Арсений уже знал, что болезнь неизлечима, вопрос только в том, сколько она продлится. А главное – мать Софьи едва не скончалась в дороге, и увезти ее даже в Москву невозможно; еще одно путешествие она точно не перенесла бы. Так семейство оказалось запертым в усадьбе, привязанным к жизни и смерти владимирской бабушки.
Ей отдали комнату ближе к печи. Она лежала, обложенная подушками, под старинным, пышным купеческим одеялом. Тело ее казалось огромным, будто холм; даже смерть не смогла взять ее с ходу, была вынуждена преодолевать расстояния тела, пробираться внутрь, к дальним уголкам, где еще теплилась жизнь.
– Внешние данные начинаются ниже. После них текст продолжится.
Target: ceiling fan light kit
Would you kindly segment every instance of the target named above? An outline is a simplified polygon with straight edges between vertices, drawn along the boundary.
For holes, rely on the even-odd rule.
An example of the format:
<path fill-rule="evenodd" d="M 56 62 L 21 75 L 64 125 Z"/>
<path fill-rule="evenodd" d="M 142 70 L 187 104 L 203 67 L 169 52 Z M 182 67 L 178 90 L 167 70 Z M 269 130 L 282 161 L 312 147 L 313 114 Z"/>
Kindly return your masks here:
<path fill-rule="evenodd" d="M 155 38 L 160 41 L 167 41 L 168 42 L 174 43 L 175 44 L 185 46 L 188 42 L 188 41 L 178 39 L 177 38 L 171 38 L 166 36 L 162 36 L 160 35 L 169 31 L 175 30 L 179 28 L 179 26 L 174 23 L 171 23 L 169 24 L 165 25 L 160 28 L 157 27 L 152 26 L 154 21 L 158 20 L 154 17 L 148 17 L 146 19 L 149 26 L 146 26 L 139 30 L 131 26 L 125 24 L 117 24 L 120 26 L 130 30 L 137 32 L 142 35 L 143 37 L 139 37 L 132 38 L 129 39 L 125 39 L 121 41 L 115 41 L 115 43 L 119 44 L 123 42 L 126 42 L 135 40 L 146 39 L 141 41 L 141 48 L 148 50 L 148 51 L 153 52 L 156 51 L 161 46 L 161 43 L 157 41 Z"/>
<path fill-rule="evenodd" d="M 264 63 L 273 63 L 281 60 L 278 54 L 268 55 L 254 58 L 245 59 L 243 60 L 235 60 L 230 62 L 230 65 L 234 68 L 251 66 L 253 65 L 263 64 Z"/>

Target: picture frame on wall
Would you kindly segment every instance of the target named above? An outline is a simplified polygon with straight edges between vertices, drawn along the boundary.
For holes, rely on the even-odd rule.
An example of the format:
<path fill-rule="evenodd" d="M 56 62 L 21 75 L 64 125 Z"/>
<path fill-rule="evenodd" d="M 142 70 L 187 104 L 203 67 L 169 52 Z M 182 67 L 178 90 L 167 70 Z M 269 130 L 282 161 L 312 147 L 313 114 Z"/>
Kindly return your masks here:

Пред иконой Богоматери, привезенной из Владимира, все время жарко горели свечи.
Мать Софьи тронулась умом. На краю гибели, после трех лет войны и всех проповедей, всех молитв о даровании победы над германским супостатом, она полагала, что Арсений, чужак, немец, – не муж ее дочери, свадьбы не было, а внуки, жившие у нее во Владимире, – дети Софьи от подлинного ее супруга, владимирского прапорщика, погибшего еще в четырнадцатом; Арсений же имеет другое, настоящее, немецкое имя, он бес, явившийся соблазнить Софью. Лина же – служанка его, а не дочь – умеет оборачиваться черной сорокой, воровать, подсматривать и нашептывать.
Вся жизнь усадьбы теперь вращалась вокруг смертного ложа.
Когда Арсений, узнав о гибели отца, уехал, вооружившись револьвером, в Москву, старуха взмолилась, чтобы дочь привела к ней настоящего врача – ибо тот, что зовет себя Арсением, вовсе не врач, а отравитель. Дескать, она слышала от старых мудрых людей, мужей церковных, что немцы-доктора насылают на губернии черный мор, травят колодцы, портят скот, напускают ядовитых мух, и за то народ, поймав, бьет их смертным боем, тела бросает в овраг на поживу псам. Хлеб горчит, дрожжи не имеют прежней силы, соль ослабла, царя-императора опоили дурманным зельем и заставили отречься от престола – все то немцы сотворили.